I realize, sitting here in my car, watching my neighborhood wake up, that I can’t let my regret stop me anymore. I say, half to Charlie and half to myself, “I’m so sorry. I promise I’ll change this somehow.”

As I back out of the driveway onto the road, I see Dad looking at me through the front bay window. He waves, which means truce, which means he still can’t handle talking about anything remotely heavy and would prefer to ignore it. I think of the Post-it note he tacked near the sink. “Fundamentally, the marksman aims at himself.”

Fundamentally, Dad is ignoring himself.

Fundamentally, Mr. Kahn is beating himself.

Fundamentally, then, I am delivering myself. I wonder if I want a six-pack of Coke with that? Garlic bread?

HISTORY I’D RATHER FORGET—AGE SEVENTEEN—AUGUST

The summer wound down. I got good at ignoring Charlie and Jenny or whoever else he brought into the woods for pot parties and sex, or whatever he was into now. I got good at ignoring the Pagoda Mall and any leftover urges I had to work at Zimmerman’s, now that I knew the adoption center was moving, and especially now that Jenny Flick had started showing up there to rack up community service credits for graduation.
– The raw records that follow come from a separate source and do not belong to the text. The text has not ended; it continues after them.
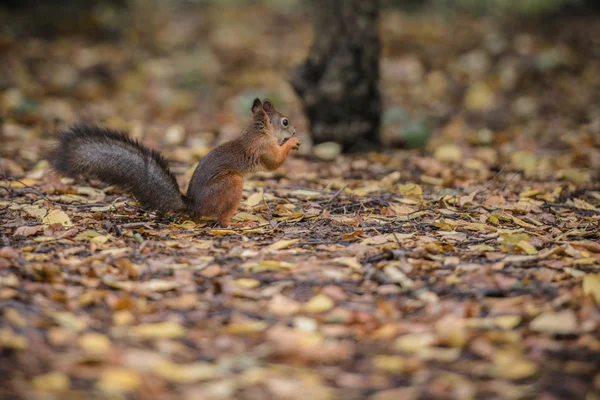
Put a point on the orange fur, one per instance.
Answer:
(217, 184)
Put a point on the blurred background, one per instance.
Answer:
(518, 74)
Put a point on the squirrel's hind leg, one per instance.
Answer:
(231, 187)
(221, 197)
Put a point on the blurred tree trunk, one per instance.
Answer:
(338, 82)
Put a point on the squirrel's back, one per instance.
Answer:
(115, 158)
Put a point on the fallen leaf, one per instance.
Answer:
(562, 322)
(158, 330)
(318, 304)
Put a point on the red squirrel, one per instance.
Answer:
(215, 189)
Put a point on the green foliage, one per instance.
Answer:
(525, 7)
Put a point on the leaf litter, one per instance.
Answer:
(470, 269)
I liked working at Pagoda Pizza, and even though I was dying to switch to night shift and start delivering once I turned eighteen, I got along great with Nate, the day manager, who said my love of Al Green made me an “honorary sister.” I liked working so much, I was kind of sad to be going back to school to become Vera Dietz, the whatever-lies-Jenny-Flick-and-Charlie-told-people senior. There was a week left, and I hadn’t bought any supplies yet. Or clothes. I hadn’t even opened the envelope with my schedule in it, which had come in the mail two weeks before. I was thinking of these things as I pulled into the driveway after a ten-to-four shift. When I noticed something moving toward my driver’s side window and then looked up and saw Charlie, I was scared.